The suggestion to concatenate Strings rather than using a Buffer or Builder is in order here. There will be a lot of garbage collection and object creation (so it will be slow), but a much lower memory footprint.
[At Michael's prompting, I investigated this further, and concat wouldn't help here, as it copies the char buffer, so while it wouldn't require triple, it would require double the memory at the end.]
You could continue to use the Buffer (or better yet Builder in this case) if you know the maximum size of the file and initialize the size of the Buffer on creation and you are sure this method will only get called from one thread at a time.
But really such an approach of loading such a large file into memory at once should only be done as a last resort.
I would suggest you use the OS file cache instead of copying the data into Java memory via characters and back to bytes again. If you re-read the file as required (perhaps transforming it as you go) it will be faster and very likely to be simpler
You need over 2 GB because 1 byte letters use char (2-bytes) in memory and when your StringBuffer resizes you need double that (to copy the old array to the larger new array) The new array is typically 50% larger so you need up to 6x the original file size. If the performance wasn't bad enough, you are using StringBuffer instead of StringBuilder which synchronizes every call when it is clearly not needed. (This only slows you down, but uses the same amount of memory)

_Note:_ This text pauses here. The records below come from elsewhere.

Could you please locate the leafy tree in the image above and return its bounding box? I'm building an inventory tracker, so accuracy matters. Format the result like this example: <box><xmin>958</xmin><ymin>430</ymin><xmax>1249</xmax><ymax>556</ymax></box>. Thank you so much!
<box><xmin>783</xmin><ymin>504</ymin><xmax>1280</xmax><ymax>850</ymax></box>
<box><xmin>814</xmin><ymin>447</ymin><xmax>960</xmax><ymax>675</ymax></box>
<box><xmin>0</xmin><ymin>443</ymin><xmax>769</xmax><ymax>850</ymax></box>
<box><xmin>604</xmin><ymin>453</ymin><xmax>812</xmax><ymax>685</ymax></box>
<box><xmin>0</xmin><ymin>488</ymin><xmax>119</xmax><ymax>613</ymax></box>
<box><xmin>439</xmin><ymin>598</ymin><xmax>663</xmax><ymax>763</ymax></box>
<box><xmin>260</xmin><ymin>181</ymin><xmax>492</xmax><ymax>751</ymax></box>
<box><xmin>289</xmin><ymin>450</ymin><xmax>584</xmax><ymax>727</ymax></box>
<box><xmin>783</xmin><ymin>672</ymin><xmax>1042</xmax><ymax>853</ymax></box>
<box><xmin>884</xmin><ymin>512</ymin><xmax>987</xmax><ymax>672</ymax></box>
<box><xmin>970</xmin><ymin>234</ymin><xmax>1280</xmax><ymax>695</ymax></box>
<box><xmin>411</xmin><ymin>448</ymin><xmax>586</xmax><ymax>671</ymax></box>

Others have explained why you're running out of memory. As to how to solve this problem, I'd suggest writing a custom FilterInputStream subclass. This class would read one line at a time, append the "\r\n" characters and buffer the result. Once the line has been read by the consumer of your FilterInputStream, you'd read another line. This way you'd only ever have one line in memory at a time.
I also recommend checking out Commons IO FileUtils class for this. Specifically: org.apache.commons.io.FileUtils#readFileToString. You can also specify the encoding if you know you only are using ASCII.